At the NHST we believe that there is something else to remember in LGBT+ History month, something that we demonstrate many times in the large video archive we hold – and that is how the LGBT+ community can show unity, community and the most incredible kindness.

In 2023 our world seems fraught and fractured, war continues, the UK itself feels divided by politics, by our nations, and our own LGBT+ community faces division. When the AIDS crisis hit in the 1980s, the majority ‘straight’ population were quick to condemn this as a ‘gay cancer’, isolating the group it most affected, gay men, with venom, vitriol and accusation….newspapers did not worry about referring to it as the ‘gay plague’ or the ‘wrath of god’ –  there were even calls to isolate victims and send them to a remote island.

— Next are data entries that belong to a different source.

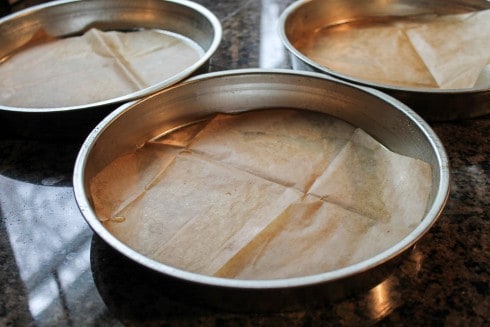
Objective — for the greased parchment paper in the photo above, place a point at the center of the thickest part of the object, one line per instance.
(446, 52)
(96, 66)
(262, 195)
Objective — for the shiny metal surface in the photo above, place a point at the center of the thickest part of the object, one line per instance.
(65, 18)
(385, 118)
(304, 17)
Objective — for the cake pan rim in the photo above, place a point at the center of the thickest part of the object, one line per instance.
(283, 17)
(116, 101)
(429, 219)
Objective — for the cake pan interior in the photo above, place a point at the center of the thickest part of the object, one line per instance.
(303, 18)
(386, 119)
(61, 19)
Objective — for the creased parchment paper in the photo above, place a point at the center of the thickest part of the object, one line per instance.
(262, 195)
(446, 52)
(96, 66)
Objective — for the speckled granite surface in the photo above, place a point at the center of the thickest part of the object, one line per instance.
(55, 272)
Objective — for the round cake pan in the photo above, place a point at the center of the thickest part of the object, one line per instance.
(74, 17)
(302, 18)
(385, 118)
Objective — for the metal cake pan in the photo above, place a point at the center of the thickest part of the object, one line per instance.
(385, 118)
(74, 17)
(305, 17)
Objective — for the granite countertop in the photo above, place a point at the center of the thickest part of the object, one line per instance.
(55, 272)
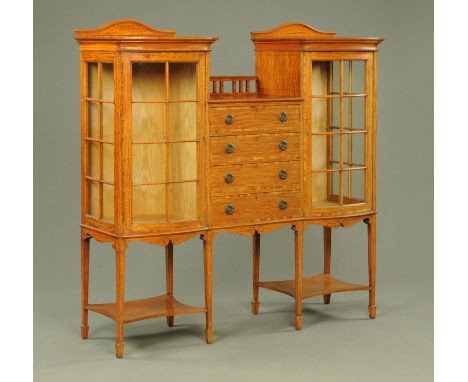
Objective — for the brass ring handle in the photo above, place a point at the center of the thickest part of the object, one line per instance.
(229, 119)
(229, 209)
(283, 205)
(229, 178)
(229, 148)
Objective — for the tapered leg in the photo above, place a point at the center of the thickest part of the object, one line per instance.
(256, 271)
(120, 246)
(326, 257)
(371, 238)
(170, 277)
(298, 256)
(208, 266)
(84, 286)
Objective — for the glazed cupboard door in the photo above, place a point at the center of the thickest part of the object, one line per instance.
(340, 96)
(166, 94)
(98, 139)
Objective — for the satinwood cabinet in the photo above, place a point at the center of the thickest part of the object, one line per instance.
(170, 153)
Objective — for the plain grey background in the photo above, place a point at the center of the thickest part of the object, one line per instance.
(338, 342)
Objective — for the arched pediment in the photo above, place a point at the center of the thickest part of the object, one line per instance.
(293, 30)
(123, 29)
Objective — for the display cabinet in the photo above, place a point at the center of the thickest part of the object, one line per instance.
(170, 153)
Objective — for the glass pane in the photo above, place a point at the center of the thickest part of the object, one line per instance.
(325, 187)
(182, 81)
(108, 202)
(149, 163)
(183, 201)
(107, 77)
(320, 152)
(335, 113)
(320, 114)
(93, 120)
(320, 73)
(183, 121)
(148, 81)
(336, 76)
(335, 186)
(149, 204)
(357, 186)
(183, 161)
(149, 122)
(355, 148)
(359, 76)
(92, 91)
(336, 147)
(358, 120)
(93, 198)
(108, 162)
(93, 159)
(108, 122)
(346, 82)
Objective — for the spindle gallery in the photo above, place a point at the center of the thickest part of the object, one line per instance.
(170, 153)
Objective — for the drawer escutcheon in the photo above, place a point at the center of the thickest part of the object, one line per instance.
(229, 148)
(229, 178)
(229, 119)
(229, 209)
(283, 205)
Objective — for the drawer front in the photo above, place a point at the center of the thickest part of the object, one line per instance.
(254, 148)
(255, 207)
(255, 119)
(254, 177)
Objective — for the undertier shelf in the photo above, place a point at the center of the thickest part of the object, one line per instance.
(313, 286)
(152, 307)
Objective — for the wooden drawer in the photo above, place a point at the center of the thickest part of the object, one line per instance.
(255, 119)
(255, 207)
(254, 148)
(254, 177)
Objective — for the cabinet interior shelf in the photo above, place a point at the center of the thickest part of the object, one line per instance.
(313, 286)
(152, 307)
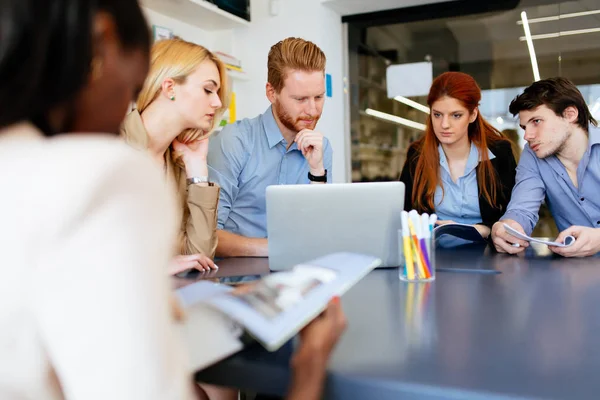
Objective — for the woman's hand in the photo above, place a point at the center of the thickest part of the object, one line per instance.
(193, 155)
(194, 261)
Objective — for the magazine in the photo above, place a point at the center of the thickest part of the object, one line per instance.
(275, 308)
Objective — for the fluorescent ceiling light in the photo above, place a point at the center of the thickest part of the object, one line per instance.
(412, 104)
(395, 119)
(534, 67)
(558, 34)
(595, 110)
(559, 17)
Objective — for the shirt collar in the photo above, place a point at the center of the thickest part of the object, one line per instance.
(272, 131)
(594, 135)
(472, 161)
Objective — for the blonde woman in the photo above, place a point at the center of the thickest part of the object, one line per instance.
(179, 105)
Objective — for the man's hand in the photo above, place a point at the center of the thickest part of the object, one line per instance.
(310, 143)
(194, 156)
(587, 242)
(194, 261)
(503, 241)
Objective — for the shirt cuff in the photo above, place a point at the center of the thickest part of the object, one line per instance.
(204, 196)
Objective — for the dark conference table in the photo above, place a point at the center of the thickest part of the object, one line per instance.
(526, 327)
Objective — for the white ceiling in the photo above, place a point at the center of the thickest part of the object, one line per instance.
(350, 7)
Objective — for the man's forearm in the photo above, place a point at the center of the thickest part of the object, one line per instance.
(232, 245)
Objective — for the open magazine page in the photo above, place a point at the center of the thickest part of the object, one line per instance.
(275, 308)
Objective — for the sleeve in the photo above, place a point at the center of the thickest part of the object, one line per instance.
(227, 156)
(328, 160)
(102, 298)
(528, 193)
(506, 171)
(406, 177)
(201, 222)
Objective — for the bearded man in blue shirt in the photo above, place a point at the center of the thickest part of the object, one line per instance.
(279, 147)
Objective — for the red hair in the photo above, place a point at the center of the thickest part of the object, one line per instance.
(463, 88)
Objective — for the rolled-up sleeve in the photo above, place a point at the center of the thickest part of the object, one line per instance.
(528, 193)
(201, 223)
(227, 156)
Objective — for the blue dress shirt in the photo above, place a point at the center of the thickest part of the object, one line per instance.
(246, 157)
(548, 178)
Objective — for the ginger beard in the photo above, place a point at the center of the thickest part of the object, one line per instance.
(295, 124)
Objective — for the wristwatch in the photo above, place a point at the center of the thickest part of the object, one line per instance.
(313, 178)
(199, 179)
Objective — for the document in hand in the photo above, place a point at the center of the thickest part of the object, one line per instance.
(462, 231)
(277, 307)
(569, 240)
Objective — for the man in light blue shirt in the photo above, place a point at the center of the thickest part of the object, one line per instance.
(279, 147)
(561, 164)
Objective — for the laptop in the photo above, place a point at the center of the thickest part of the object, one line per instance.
(309, 221)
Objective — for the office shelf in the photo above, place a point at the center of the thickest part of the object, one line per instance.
(237, 75)
(199, 13)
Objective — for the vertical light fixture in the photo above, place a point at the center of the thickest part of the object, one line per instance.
(534, 66)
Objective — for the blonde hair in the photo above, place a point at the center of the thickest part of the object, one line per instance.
(293, 53)
(176, 59)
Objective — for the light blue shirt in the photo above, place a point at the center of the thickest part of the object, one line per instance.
(246, 157)
(459, 201)
(548, 178)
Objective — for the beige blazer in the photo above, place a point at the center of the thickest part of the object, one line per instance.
(86, 311)
(198, 204)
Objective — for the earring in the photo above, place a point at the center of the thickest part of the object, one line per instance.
(96, 68)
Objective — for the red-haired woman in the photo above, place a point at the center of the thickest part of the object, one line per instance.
(463, 169)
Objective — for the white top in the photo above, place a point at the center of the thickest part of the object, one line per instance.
(86, 230)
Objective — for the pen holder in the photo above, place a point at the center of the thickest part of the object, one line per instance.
(417, 260)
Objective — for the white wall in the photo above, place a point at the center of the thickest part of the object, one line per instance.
(307, 19)
(187, 32)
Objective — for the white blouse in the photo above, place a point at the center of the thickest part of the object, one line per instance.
(86, 232)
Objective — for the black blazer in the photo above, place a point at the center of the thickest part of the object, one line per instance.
(504, 164)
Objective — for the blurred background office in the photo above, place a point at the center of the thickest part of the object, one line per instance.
(484, 39)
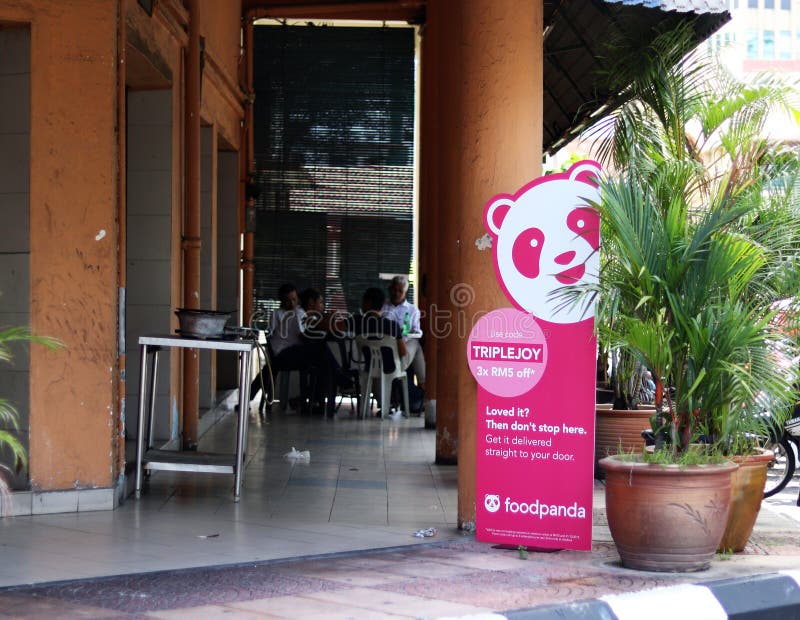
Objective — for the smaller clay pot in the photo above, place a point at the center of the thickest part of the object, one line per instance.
(747, 491)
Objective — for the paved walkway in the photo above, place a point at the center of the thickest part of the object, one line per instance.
(336, 573)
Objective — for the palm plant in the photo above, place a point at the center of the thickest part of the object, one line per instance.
(701, 235)
(12, 453)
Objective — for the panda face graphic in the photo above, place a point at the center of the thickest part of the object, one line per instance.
(546, 237)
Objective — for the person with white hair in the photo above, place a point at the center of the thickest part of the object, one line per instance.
(407, 317)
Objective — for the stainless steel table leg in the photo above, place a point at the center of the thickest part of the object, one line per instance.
(244, 412)
(140, 431)
(151, 424)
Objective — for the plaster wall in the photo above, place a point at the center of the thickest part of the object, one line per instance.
(149, 181)
(227, 255)
(15, 103)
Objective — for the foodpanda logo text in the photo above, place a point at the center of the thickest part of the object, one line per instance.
(541, 510)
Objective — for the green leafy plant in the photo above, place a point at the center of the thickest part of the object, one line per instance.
(12, 453)
(701, 236)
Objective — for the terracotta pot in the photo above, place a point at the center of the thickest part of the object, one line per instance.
(747, 491)
(666, 517)
(617, 428)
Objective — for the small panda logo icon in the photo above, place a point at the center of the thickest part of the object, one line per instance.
(546, 237)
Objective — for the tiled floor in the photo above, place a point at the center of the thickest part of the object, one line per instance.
(368, 484)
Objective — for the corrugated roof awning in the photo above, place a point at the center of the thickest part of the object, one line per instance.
(577, 38)
(583, 40)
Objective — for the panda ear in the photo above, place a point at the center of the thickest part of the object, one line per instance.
(496, 212)
(586, 171)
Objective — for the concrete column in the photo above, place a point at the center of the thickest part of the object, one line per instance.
(488, 58)
(428, 208)
(191, 228)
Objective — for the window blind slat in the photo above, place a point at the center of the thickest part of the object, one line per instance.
(334, 134)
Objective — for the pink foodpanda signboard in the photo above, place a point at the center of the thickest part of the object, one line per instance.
(535, 367)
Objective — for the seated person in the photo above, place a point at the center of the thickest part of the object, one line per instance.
(371, 322)
(291, 349)
(406, 315)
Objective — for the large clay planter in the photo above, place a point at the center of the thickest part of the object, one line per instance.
(747, 491)
(618, 428)
(666, 517)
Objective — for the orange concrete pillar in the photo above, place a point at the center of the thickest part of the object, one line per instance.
(191, 228)
(489, 119)
(74, 240)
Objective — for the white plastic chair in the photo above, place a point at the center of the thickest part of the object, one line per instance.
(378, 347)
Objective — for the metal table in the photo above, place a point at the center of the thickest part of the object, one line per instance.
(148, 458)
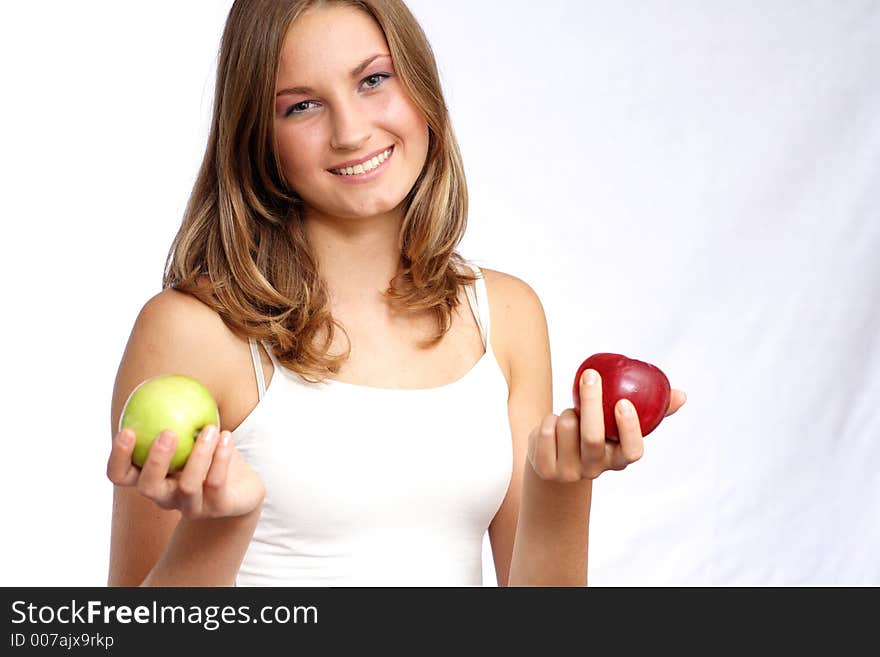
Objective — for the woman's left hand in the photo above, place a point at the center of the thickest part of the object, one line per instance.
(567, 449)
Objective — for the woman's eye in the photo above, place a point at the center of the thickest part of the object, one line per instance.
(299, 108)
(378, 79)
(372, 82)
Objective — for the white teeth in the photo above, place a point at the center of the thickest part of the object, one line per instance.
(366, 167)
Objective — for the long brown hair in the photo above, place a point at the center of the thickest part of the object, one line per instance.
(242, 249)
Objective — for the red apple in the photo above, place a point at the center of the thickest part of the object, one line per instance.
(626, 378)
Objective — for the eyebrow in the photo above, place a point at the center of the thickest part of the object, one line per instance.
(354, 73)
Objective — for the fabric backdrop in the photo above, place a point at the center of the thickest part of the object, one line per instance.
(690, 183)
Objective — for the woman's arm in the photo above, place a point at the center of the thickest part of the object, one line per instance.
(539, 535)
(174, 333)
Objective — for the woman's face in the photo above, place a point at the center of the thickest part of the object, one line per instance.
(338, 100)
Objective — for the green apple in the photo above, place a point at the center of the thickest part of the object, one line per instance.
(171, 401)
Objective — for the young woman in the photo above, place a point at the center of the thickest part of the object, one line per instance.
(382, 402)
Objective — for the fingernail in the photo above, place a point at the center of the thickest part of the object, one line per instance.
(125, 438)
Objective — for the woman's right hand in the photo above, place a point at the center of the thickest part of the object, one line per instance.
(216, 481)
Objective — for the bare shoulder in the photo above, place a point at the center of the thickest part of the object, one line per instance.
(519, 325)
(175, 333)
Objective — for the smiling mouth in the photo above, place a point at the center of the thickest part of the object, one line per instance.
(366, 166)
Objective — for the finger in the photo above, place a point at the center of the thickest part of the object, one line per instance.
(677, 398)
(217, 475)
(568, 447)
(544, 461)
(631, 444)
(154, 481)
(120, 470)
(592, 426)
(192, 478)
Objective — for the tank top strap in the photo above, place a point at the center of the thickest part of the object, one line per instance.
(480, 304)
(258, 367)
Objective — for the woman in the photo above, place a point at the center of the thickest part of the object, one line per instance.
(332, 196)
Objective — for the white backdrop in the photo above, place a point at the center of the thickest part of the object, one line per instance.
(693, 184)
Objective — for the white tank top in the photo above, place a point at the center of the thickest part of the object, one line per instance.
(370, 486)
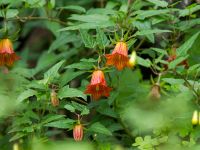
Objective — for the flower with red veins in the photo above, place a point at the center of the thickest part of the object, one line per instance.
(119, 57)
(7, 54)
(54, 98)
(78, 132)
(98, 87)
(184, 62)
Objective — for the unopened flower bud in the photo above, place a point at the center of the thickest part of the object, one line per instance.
(15, 146)
(155, 92)
(78, 132)
(54, 98)
(195, 118)
(132, 60)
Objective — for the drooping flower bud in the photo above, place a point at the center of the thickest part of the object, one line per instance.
(98, 86)
(155, 92)
(15, 146)
(119, 57)
(7, 54)
(54, 98)
(78, 132)
(132, 60)
(195, 118)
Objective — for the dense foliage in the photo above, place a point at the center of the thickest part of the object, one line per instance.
(99, 74)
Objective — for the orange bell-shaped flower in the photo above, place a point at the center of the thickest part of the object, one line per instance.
(7, 55)
(119, 57)
(54, 98)
(98, 86)
(78, 132)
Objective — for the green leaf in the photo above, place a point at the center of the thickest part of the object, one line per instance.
(85, 64)
(97, 127)
(46, 60)
(183, 49)
(184, 25)
(142, 26)
(143, 62)
(160, 3)
(101, 39)
(70, 92)
(87, 39)
(161, 51)
(188, 11)
(101, 11)
(92, 25)
(62, 40)
(26, 94)
(142, 14)
(52, 72)
(17, 136)
(68, 76)
(93, 18)
(63, 124)
(74, 8)
(177, 61)
(151, 31)
(52, 117)
(173, 81)
(10, 13)
(193, 68)
(69, 107)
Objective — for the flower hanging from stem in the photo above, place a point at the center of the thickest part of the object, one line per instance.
(98, 86)
(7, 54)
(119, 57)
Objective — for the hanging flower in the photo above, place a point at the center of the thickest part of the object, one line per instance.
(195, 118)
(154, 94)
(132, 60)
(78, 132)
(98, 86)
(7, 54)
(119, 57)
(54, 98)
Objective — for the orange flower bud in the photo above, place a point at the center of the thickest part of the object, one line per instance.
(78, 132)
(98, 86)
(132, 60)
(195, 119)
(119, 57)
(7, 55)
(15, 146)
(155, 92)
(54, 98)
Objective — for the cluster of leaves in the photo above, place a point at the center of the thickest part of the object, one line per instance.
(75, 37)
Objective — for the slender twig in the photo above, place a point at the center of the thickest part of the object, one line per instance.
(79, 100)
(141, 42)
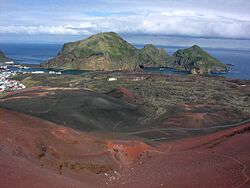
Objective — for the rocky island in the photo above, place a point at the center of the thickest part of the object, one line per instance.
(3, 57)
(197, 61)
(109, 52)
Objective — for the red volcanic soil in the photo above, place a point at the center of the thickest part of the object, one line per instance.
(36, 153)
(216, 160)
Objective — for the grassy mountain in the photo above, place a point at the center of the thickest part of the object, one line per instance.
(3, 58)
(105, 51)
(196, 60)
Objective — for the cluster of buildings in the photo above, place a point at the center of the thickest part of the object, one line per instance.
(8, 85)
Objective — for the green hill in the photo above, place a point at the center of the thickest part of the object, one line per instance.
(196, 60)
(106, 51)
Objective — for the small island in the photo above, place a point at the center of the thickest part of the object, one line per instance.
(3, 58)
(110, 52)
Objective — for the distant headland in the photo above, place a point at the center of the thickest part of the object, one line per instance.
(109, 52)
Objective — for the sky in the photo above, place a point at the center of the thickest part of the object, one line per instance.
(67, 19)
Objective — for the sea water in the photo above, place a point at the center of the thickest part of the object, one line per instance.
(37, 53)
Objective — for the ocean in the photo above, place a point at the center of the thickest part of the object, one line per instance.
(37, 53)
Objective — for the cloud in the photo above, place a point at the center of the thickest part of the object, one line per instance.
(199, 20)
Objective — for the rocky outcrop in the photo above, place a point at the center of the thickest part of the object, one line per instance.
(3, 57)
(108, 52)
(197, 61)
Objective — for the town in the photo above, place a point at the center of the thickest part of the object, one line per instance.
(8, 85)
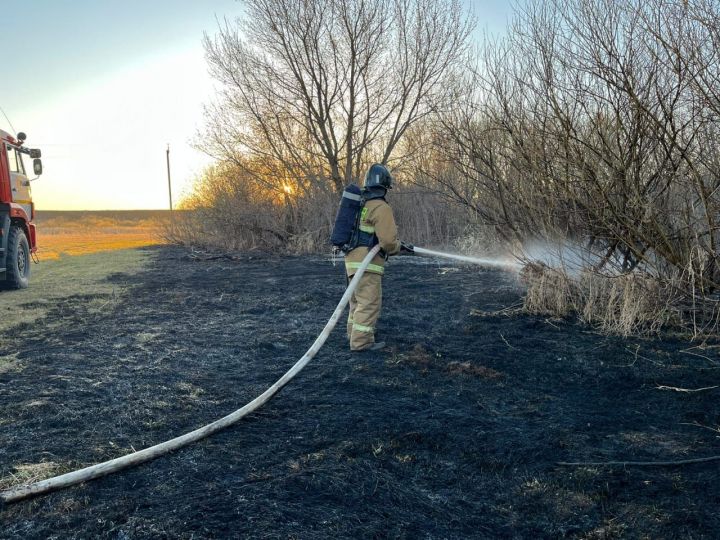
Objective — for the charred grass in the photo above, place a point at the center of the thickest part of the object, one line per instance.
(454, 432)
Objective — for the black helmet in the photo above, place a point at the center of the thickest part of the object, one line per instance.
(378, 176)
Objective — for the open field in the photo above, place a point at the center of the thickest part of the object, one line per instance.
(454, 432)
(78, 233)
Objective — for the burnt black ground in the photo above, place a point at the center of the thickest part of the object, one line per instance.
(452, 433)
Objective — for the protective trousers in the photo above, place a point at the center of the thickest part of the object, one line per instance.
(365, 305)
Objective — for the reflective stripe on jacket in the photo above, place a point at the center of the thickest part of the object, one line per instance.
(376, 218)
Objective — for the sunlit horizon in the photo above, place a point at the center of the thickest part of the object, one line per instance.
(103, 93)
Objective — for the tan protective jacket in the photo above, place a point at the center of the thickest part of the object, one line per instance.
(377, 218)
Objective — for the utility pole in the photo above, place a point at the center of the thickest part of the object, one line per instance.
(167, 156)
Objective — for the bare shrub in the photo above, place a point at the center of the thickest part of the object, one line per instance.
(623, 304)
(596, 122)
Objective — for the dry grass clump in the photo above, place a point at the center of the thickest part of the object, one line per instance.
(28, 473)
(625, 304)
(549, 291)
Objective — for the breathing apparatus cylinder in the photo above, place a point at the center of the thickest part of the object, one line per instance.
(347, 217)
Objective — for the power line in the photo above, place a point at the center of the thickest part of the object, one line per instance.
(9, 122)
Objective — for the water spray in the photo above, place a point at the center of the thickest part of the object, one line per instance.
(481, 261)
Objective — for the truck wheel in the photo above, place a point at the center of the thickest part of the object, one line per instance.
(18, 259)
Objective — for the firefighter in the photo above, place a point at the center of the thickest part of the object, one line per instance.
(376, 226)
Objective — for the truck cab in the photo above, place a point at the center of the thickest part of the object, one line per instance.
(17, 211)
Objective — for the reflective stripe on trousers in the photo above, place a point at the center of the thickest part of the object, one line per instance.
(365, 306)
(351, 266)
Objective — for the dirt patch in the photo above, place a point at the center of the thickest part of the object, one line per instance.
(454, 432)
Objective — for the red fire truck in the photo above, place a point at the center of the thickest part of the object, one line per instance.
(17, 212)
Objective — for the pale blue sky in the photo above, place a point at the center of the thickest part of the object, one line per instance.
(103, 85)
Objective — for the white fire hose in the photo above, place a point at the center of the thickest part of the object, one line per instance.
(18, 493)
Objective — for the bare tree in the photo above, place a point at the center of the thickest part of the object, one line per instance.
(317, 89)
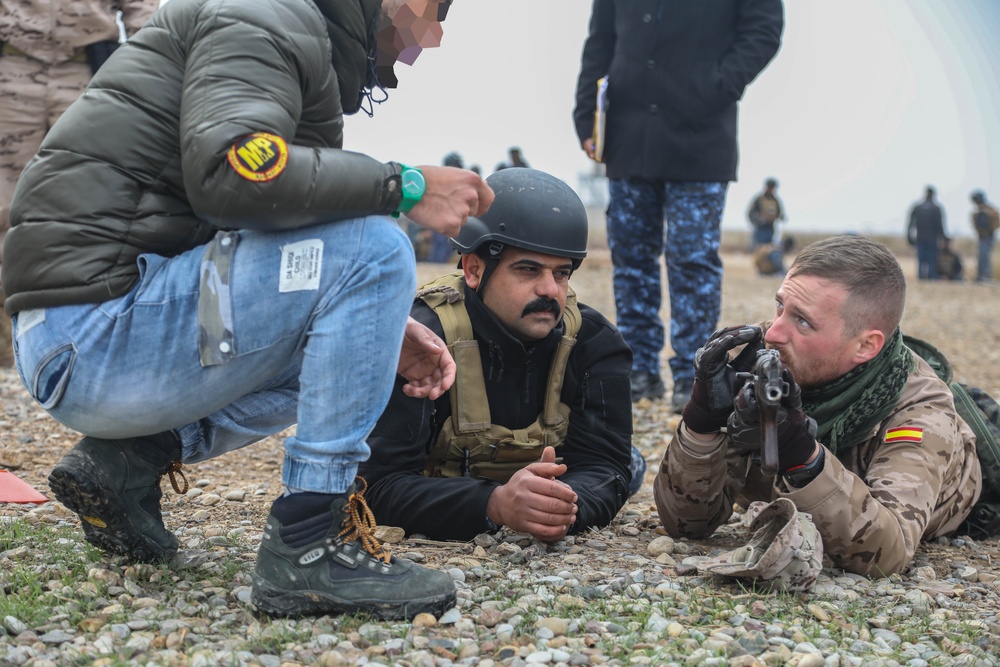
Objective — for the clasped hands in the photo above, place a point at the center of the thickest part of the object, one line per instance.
(533, 501)
(719, 398)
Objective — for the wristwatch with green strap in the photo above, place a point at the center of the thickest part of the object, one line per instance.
(412, 187)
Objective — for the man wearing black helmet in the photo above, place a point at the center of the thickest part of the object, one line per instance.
(535, 433)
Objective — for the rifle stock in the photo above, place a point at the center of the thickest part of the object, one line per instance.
(769, 389)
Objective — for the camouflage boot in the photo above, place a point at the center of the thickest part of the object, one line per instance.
(785, 551)
(319, 556)
(114, 485)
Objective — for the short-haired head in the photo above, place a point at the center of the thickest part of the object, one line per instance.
(868, 272)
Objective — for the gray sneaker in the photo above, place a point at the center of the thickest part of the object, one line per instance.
(114, 485)
(314, 562)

It would have been easy for the groups not deemed high risk – lesbians, and our heterosexual allies – to turn their backs and leave gay men to sort the problem out. But they didn’t. The history we tell in our nearly 200 hours of filmed interviews, has both dark and tragic stories but also tales of generosity and kindness, and these stories come from all sectors of our LGBT+ minority (and from many people within the ‘straight’ majority). Across the board, people came together  to fight for a group that were a minority (HIV+ men) within a minority.

This is history worth revisiting and learning from – the power of people when they join forces and fight for the general good. It seems incredible for those of us who had their formative years in the gay ‘scene’ of the 1980s and 1990s with ribbons, condoms, fear and funerals, that by now effective treatment would deliver hope to those with the virus and a pill based preventive route to avoid transmission. Even more so, as it looks as though the UK may achieve their efforts to reach no new transmissions of HIV by 2030.

This has come from the power of kindness, the power of people uniting and working together.

The stories that you can see in our archive, read in our book, or hear on our podcast or audiobook are inspiring. They tell you of doctors ostracised by their fellow practitioners for working with AIDS patients. Of nurses who pushed every rule to its limit to make the suffering of those dying just a little more bearable. Of straight friends and allies who gave up careers to found charities and raise funds, and even politicians who had to convince Margaret Thatcher to run what was then the UK’s biggest public health campaign (only recently eclipsed by Covid).

It was this politician, Lord Fowler, who said to us in his interview – ”These stories need to be told, because it’s too easy to forget. I would hope that people in the future will be able to learn from them and make better decisions as a result”.

History is important, LGBT+ history is really important. The NHST is here to keep telling these stories and ensure this history is never forgotten.